Дракон развалился в отдельном кресле, и молча наблюдает за мной из-под полуприкрытых век. Его молчание я принимаю за приглашение продолжать, что и делаю с горячим упоением:

— Прошу, давай, обсудим всё, как взрослые люди. Ну, зачем я тебе, сам посуди? Я бы поняла, если из-за денег, но ты в них не нуждаешься, — растерянно всплескиваю руками, очерчивая взглядом узорчатый потолок и богатое убранство комнаты. — Отпусти меня, прошу, пока не поздно, и мы всё исправим!

— Ты так его любишь? — вопрос дракона застаёт меня врасплох и у меня слова встают комом в горле.

Такой простой, и в то же время сложный.

Люблю ли я Иниса? Как можно его не любить? Он ведь мой истинный.

Вот только почему-то во взгляде тёмных, как сама тьма Бездны, глазах напротив мне чудится некий подвох.

— Я…

— И за что же ты его любишь? За то, что лупит тебя? Унижает? Волочится за юбками? Такая себе любовь, не находишь?

Бездна! Если уж Сардар пронюхал, это что же получается, другие тоже знают? Я-то наивная полагала, что всё, что происходит у нас в замке — остаётся в замке. Выходит, нет? Не остаётся? Бездна, как же стыдно!

В любом случае это не его дело! Ни он, и никто другой не имеет права лезть в чужую семью и жизнь!

— Любят не за что-то! — я даже подскакиваю вверх, сжимая кулаки, нависаю над ним. — Любят вопреки всему! Просто любят!

Не всё же ему надо мной нависать!

Дракон усмехается уголком рта, рассматривая меня снизу. Не сразу соображаю, что моя грудь с откровенным декольте по южной моде сейчас аккурат напротив его глаз. Ну, почти. Одним словом, обзор явно любопытный, и Сардар не отказывает себе в удовольствии как следует облапать меня глазами. Снова.

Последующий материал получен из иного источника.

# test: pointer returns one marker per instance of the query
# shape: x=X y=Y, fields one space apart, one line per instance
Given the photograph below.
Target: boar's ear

Скрещиваю руки на груди, закрываюсь. Дракон морщится, будто у него отобрали интересную игрушку:

— Большего бреда не слышал, — выплёвывает презрительно, затем подаётся вперёд, неожиданно ловко и быстро для такой громадины.

Я только и успеваю, что беспомощно взмахнуть руками, теряя равновесие, и приземлиться прямиком в кольцо его сильных рук и к нему на колени.

Лежу на спине на его мощных бёдрах, широко расставленных в стороны, и не могу пошевелиться. Затылок упирается в сгиб мужского локтя, горячий капкан другой руки блокирует мне сразу оба запястья.

Лицо дракона медленно приближается, от былой насмешки не осталось и следа:

— Когда нас прервали, Лана, — проговаривает отчётливо мне в самые губы, — я собирался сказать, что тот, кто поднимает руку на слабого, будь то ребёнок, старик или женщина, позорит весь мужской род, и не заслуживает зверя. Рано или поздно эта мразь Тайтон допрыгается и сдохнет, как собака под забором. Он не заслуживает любви. Ни твоей, ни чьей-либо. Выброси весь этот дешёвый романтический бред из своей милой головки. Ты никогда к нему не вернёшься.

Его губы от моих отделяет всего пара сантиметров. Смотрю расширенными глазами в вертикальные зрачки дракона, которые сейчас сфокусированы на мне и опасно сужены до тоненьких щёлок.

В груди становится горячо, дыхание поверхностное и рваное, тонкая ткань лифа натянута до предела, того гляди — треснет. Из всего потока его нравоучений я поняла только одно. Самое главное, и нет никаких сил сдержаться и промолчать.

Я просто не могу промолчать! Я должна знать наверняка, мне это важно!

— То есть… — выдыхаю хриплым шёпотом в сурово сомкнутые губы дракона. — Инис, мой муж, он всё-таки жив?

4. 4. Чужая

Алана.

Сардар прищуривается, уголок его рта нервно дёргается. От того, что он скажет, зависит почти всё, и я даже дышать боюсь.

– Тебе бы так этого хотелось, маленькая глупая Лана?